Une dizaine d’ETA sous le scalpel des arracheuses à betteraves
lll Si l’arrêt de l’activité de la sucrerie de Cagny voulue par les Allemands est un coup rude pour la ferme régionale, il l’est encore plus pour une dizaine d’ETA (Entreprise de Travaux Agricoles) qui ont fait de la betterave sucrière un quasi-sacerdoce. Un coup fatal même pour certaines pour qui cette activité représente jusqu’à 90 % du chiffre d’affaires.
Les ETA plus impactées que les planteurs
Cette réalité, Patrice Gauquelin (président d’EDT Normandie, le syndicat des ETA) est venu à sa demande la rappeler à Patrick Dechaufour (président des planteurs de betteraves) lors d’une réunion informelle qui s’est tenue à la CRAN (Chambre Régionale d’Agriculture de Normandie) il y a tout juste une semaine. « Les ETA sont plus impactées que les planteurs », a-t-il souligné. « On ne peut plus dormir ». « Nos entreprises, ce sont de vraies familles ». « J’ai deux salariés qui viennent d’acheter leur maison et je vais être obligé de les licencier ». « Si je n’ai plus besoin de machines, je n’ai plus besoin de chauffeurs non plus ». « Je suis en cours de transmission d’entreprise, cette situation change tout », ont témoigné tour à tour les cheffes et chefs d’entreprises concernés. Selon un premier comptage et si l’on y ajoute Eppeville (80), c’est un parc de 70 arracheuses qui pourrait se retrouver ringardisé. L’équivalent de 20 à 30 millions d’euros d’investissements pas finis de remboursés mais condamnés à mordre la poussière. « Et ce n’est pas tout, il y a aussi des semoirs, des bineuses, des machines à écimer, des épandeurs d’écume, des débardeurs », liste-t-on encore du côté d’EDT Normandie.
Coordonner la résistance
Patrick Dechaufour a pris bonne note et a associé les ETA dans le plan de bataille. C’est d’ailleurs déjà le cas puisqu’elles étaient présentes à Cagny le 22 février et à Mannheim (Allemagne) le 12 mars dernier. Le patron des betteraviers a rappelé cependant l’importance de coordonner les différentes actions et de se défendre sur la base des mêmes chiffres. Il a également profité de l’occasion pour faire un point de situation. « Südzucker, coté en bourse pour 30 % de son capital et 58 % détenu par les planteurs allemands, a conduit ce dernier a développer un plan de restructuration préservant l’Allemagne au détriment de la France mais notre déplacement à Mannheim a crée le buzz : 123 articles de presse parus dont de nombreux outre-Rhin. Südzucker ne peut plus cacher la poussière sous le tapis...
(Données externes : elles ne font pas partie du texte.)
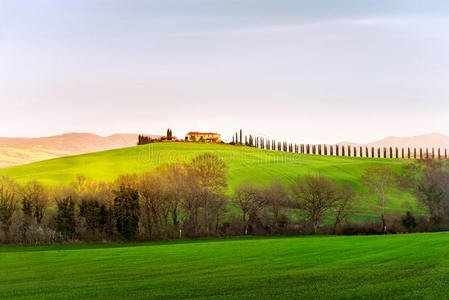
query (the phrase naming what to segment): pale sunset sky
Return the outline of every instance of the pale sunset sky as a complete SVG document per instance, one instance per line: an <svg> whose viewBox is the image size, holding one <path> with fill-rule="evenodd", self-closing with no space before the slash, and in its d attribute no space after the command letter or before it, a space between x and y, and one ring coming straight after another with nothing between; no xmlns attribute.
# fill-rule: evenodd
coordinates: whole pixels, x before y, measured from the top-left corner
<svg viewBox="0 0 449 300"><path fill-rule="evenodd" d="M0 0L0 136L449 134L449 1Z"/></svg>

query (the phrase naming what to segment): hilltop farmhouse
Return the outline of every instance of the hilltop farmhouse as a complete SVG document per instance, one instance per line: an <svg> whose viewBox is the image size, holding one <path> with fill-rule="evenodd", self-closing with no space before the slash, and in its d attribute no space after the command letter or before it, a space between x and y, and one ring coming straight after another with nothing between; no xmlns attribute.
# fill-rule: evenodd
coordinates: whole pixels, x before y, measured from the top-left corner
<svg viewBox="0 0 449 300"><path fill-rule="evenodd" d="M214 132L198 132L198 131L190 131L187 133L186 141L192 141L192 142L209 142L209 143L220 143L221 142L221 136L218 133Z"/></svg>

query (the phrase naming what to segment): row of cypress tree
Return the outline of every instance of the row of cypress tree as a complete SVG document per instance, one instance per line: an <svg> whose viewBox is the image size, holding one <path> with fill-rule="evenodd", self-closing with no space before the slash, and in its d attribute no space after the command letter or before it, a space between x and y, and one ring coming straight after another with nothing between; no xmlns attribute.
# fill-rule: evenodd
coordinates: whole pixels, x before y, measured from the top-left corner
<svg viewBox="0 0 449 300"><path fill-rule="evenodd" d="M351 157L377 157L377 158L404 158L404 159L447 159L447 149L441 148L411 148L411 147L368 147L351 145L327 145L327 144L292 144L285 141L253 135L243 135L242 130L232 137L233 145L245 145L259 149L293 152L301 154L351 156Z"/></svg>

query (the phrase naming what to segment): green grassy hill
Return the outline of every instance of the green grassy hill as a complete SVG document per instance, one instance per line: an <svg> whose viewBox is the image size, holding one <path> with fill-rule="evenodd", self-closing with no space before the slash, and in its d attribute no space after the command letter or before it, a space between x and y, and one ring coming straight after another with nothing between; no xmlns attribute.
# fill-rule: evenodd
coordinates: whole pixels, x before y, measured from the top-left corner
<svg viewBox="0 0 449 300"><path fill-rule="evenodd" d="M396 159L304 155L231 145L154 143L4 168L0 169L0 175L8 175L22 183L37 179L49 185L72 181L77 174L112 180L120 174L143 172L164 163L189 161L203 152L215 153L227 163L229 193L243 180L265 184L272 179L280 179L288 185L298 175L307 173L321 173L339 182L349 182L360 190L362 187L359 179L365 168L389 165L399 170L407 162ZM360 201L358 206L360 211L372 209L367 201ZM417 210L415 200L405 194L395 196L387 209L401 212Z"/></svg>
<svg viewBox="0 0 449 300"><path fill-rule="evenodd" d="M444 299L449 233L0 247L2 299Z"/></svg>

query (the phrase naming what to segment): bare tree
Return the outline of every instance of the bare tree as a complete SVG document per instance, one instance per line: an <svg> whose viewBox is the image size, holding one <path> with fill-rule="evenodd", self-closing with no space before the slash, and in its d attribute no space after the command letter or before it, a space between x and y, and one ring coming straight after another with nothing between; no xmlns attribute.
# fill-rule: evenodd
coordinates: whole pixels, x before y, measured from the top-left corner
<svg viewBox="0 0 449 300"><path fill-rule="evenodd" d="M22 189L22 202L30 205L30 212L37 224L41 224L48 207L48 191L36 180L28 182Z"/></svg>
<svg viewBox="0 0 449 300"><path fill-rule="evenodd" d="M0 225L9 241L12 217L17 209L20 186L6 176L0 176Z"/></svg>
<svg viewBox="0 0 449 300"><path fill-rule="evenodd" d="M322 175L298 177L291 186L297 206L302 209L315 233L324 214L336 207L339 200L338 185Z"/></svg>
<svg viewBox="0 0 449 300"><path fill-rule="evenodd" d="M396 175L390 167L372 167L366 168L361 181L369 191L376 195L378 204L380 205L382 219L382 230L387 231L385 220L385 202L387 195L390 194L396 185Z"/></svg>
<svg viewBox="0 0 449 300"><path fill-rule="evenodd" d="M261 196L264 198L265 206L273 214L273 228L274 231L277 231L279 229L280 213L282 208L288 205L289 195L281 182L275 180L261 190Z"/></svg>
<svg viewBox="0 0 449 300"><path fill-rule="evenodd" d="M189 173L198 180L200 196L204 209L204 225L209 232L211 219L209 216L209 202L221 197L227 188L226 164L212 153L200 154L189 164Z"/></svg>
<svg viewBox="0 0 449 300"><path fill-rule="evenodd" d="M250 223L255 221L264 206L264 199L256 188L243 182L234 192L234 201L242 210L243 233L247 235Z"/></svg>
<svg viewBox="0 0 449 300"><path fill-rule="evenodd" d="M160 174L153 172L139 175L137 190L141 202L141 222L149 239L152 239L154 234L161 238L168 226L170 202L164 179Z"/></svg>
<svg viewBox="0 0 449 300"><path fill-rule="evenodd" d="M339 199L336 202L336 215L332 230L333 234L336 234L337 226L345 222L351 214L354 195L354 190L349 184L345 184L340 188Z"/></svg>

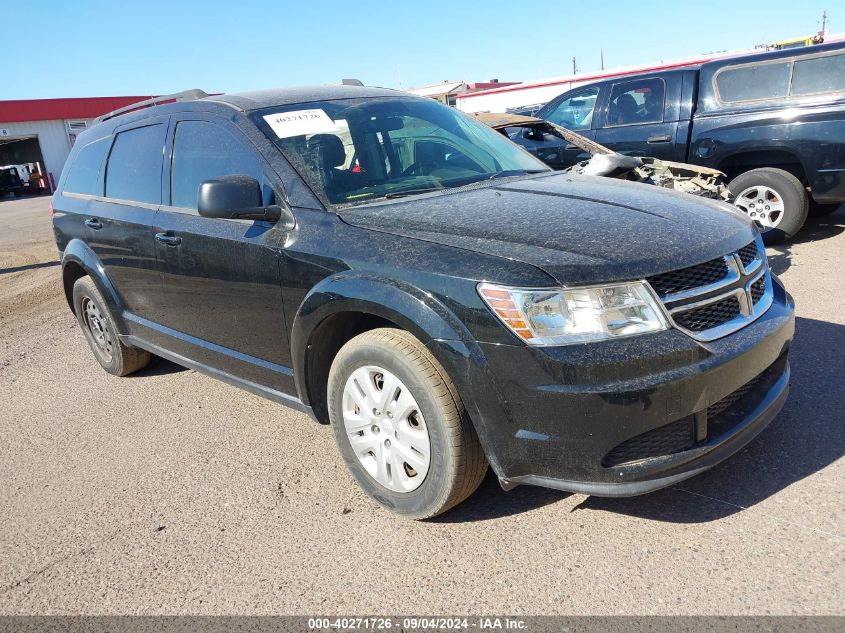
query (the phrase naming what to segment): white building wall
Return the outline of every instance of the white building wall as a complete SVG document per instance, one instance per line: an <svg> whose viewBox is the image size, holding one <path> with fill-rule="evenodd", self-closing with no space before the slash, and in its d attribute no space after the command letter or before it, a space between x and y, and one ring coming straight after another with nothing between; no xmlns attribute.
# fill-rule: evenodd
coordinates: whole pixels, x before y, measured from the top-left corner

La consommation de sucre stagne, voire baisserait en France et en Europe. Néanmoins, elle continue de se développer dans le monde avec + 3MT /an
Südzucker ne parle pas de fermeture d’usine mais de restructuration, ce qui lui évite de retrouver un repreneur, c’est là que se situe l’arnaque...
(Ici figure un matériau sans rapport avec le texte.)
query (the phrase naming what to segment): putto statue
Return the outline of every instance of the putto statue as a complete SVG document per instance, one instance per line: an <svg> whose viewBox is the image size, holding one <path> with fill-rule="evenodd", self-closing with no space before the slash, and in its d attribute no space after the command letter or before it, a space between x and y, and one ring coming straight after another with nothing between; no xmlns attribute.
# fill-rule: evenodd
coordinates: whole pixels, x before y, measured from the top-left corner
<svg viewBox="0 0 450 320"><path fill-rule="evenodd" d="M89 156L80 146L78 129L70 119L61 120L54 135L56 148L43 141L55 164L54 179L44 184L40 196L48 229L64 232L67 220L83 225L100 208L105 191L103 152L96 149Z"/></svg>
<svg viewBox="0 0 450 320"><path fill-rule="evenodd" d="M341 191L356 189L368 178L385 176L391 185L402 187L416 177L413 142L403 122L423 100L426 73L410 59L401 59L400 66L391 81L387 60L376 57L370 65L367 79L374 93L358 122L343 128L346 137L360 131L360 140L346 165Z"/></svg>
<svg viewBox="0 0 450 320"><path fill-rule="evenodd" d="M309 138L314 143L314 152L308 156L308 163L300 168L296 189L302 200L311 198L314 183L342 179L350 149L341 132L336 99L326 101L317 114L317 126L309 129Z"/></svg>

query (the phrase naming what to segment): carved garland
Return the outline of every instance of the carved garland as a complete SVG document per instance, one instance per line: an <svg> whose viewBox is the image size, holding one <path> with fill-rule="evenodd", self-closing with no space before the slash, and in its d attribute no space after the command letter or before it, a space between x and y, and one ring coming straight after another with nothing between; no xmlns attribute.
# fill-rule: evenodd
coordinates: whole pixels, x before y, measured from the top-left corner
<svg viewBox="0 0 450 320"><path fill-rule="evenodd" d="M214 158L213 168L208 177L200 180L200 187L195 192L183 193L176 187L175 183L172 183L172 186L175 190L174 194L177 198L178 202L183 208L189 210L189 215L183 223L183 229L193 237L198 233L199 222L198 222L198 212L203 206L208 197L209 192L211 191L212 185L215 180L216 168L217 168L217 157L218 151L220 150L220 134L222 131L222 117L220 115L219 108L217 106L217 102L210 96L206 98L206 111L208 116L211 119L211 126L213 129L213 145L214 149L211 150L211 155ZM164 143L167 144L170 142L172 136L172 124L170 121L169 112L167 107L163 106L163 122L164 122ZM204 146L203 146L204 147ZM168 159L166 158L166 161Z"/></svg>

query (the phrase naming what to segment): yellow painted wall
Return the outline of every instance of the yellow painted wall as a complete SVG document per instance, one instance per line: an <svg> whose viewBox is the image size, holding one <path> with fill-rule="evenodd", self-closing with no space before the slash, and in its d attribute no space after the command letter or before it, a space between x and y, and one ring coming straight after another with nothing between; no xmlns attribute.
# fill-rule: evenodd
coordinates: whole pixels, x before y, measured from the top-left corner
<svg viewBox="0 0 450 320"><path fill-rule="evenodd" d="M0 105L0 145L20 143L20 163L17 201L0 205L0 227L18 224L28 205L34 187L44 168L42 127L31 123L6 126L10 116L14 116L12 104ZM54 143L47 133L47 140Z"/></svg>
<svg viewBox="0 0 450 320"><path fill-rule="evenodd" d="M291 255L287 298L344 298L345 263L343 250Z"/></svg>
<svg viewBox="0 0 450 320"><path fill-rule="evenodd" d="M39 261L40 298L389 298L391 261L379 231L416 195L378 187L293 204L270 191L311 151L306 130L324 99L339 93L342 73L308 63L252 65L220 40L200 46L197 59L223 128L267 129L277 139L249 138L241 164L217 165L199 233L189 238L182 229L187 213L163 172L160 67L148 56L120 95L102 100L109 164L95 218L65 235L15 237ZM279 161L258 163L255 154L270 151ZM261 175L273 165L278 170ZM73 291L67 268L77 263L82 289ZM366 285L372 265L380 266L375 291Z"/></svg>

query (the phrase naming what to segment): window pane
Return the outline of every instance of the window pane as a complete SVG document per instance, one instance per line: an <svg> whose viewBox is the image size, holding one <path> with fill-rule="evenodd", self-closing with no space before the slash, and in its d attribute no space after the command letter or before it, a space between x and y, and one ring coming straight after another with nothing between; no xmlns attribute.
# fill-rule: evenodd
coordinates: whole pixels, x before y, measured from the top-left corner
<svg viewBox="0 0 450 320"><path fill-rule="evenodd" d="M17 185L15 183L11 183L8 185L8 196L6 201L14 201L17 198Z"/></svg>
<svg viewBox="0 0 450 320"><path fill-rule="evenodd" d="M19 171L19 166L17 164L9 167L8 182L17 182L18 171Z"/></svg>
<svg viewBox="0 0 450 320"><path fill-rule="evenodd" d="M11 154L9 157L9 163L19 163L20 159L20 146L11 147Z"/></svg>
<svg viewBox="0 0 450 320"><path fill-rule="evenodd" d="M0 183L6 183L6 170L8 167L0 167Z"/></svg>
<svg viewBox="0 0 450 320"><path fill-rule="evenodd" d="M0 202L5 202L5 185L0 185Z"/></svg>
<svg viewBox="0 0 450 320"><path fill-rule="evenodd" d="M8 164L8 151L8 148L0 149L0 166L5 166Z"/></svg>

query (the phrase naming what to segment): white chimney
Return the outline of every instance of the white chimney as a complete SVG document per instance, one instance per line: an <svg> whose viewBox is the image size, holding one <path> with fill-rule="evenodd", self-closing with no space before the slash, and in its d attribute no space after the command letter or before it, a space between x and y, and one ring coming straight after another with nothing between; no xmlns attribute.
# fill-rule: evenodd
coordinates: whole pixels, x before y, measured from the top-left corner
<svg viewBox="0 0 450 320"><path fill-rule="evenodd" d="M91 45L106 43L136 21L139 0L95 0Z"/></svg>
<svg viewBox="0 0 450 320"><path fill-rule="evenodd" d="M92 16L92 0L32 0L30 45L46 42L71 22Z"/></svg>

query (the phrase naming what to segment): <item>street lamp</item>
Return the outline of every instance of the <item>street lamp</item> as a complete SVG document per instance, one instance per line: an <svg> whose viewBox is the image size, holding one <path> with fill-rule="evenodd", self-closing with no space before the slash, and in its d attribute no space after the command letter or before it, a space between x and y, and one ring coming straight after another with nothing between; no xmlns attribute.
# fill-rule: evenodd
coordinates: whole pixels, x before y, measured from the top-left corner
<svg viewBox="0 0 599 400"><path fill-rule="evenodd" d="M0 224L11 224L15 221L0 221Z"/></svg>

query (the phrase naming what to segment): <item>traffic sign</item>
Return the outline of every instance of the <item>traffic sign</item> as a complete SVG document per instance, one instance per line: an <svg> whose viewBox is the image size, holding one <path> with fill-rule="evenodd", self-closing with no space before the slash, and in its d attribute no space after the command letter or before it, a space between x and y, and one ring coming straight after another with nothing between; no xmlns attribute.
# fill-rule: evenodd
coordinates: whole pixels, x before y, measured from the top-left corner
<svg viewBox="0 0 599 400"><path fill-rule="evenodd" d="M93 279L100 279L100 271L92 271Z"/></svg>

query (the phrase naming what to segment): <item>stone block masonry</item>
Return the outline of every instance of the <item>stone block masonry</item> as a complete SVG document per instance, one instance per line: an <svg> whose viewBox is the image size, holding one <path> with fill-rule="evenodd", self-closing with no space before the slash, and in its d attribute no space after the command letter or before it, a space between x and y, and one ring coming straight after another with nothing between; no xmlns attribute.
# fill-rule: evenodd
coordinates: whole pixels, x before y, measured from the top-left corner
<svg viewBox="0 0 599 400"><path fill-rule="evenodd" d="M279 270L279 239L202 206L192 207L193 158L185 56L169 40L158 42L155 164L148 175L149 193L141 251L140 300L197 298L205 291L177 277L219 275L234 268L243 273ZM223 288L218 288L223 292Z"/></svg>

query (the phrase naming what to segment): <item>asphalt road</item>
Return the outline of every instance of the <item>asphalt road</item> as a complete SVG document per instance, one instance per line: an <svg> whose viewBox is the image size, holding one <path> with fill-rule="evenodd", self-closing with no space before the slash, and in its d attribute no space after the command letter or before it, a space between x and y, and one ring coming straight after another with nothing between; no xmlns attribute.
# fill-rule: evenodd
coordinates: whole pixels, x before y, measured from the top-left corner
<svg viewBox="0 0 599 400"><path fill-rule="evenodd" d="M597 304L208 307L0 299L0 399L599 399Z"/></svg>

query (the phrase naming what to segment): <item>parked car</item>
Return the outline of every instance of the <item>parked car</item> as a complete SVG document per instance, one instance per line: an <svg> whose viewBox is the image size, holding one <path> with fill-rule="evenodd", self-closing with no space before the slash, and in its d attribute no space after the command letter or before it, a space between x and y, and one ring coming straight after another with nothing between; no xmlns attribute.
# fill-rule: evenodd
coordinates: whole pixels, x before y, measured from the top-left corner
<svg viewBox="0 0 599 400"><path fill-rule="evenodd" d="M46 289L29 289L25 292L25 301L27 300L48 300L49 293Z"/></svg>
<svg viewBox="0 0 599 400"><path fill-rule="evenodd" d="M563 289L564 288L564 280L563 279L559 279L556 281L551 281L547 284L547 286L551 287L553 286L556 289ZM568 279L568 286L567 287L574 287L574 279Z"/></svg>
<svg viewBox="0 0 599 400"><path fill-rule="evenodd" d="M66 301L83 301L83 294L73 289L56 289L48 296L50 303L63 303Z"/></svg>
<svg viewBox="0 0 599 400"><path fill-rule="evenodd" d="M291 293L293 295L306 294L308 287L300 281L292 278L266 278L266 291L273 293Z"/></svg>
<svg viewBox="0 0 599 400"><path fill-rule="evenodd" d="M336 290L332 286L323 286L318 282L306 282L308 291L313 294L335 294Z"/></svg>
17 euros la tonne de transport entre Cagny et Etrepagny qui est déjà à 140 jours de campagne, ce n’est pas tenable...»
On l’aura compris. Le point de non-retour avec Saint Louis Sucre a été dépassé. L’enjeu est désormais de tordre le bras de Südzucker pour le ramener à la table des négociations. Non pas pour qu’il revienne sur sa décision de fermeture mais pour l’obliger à vendre l’outil. L’orientation d’un projet de reprise par les planteurs a un accueil politique très favorable et cette voie doit être confortée jusqu’au plus haut niveau de l’Etat. « Un rachat avec un plan d’investissement », préconise Patrick Dechaufour avec une dernière consigne : « betteraviers, à vos semoirs... Un contrat, ça se respecte ». Allusion au courrier envoyé pas SLS aux planteurs la semaine dernière. Une énième tentative d’enfumage avant, chacun l’espère, une sortie de crise en juin.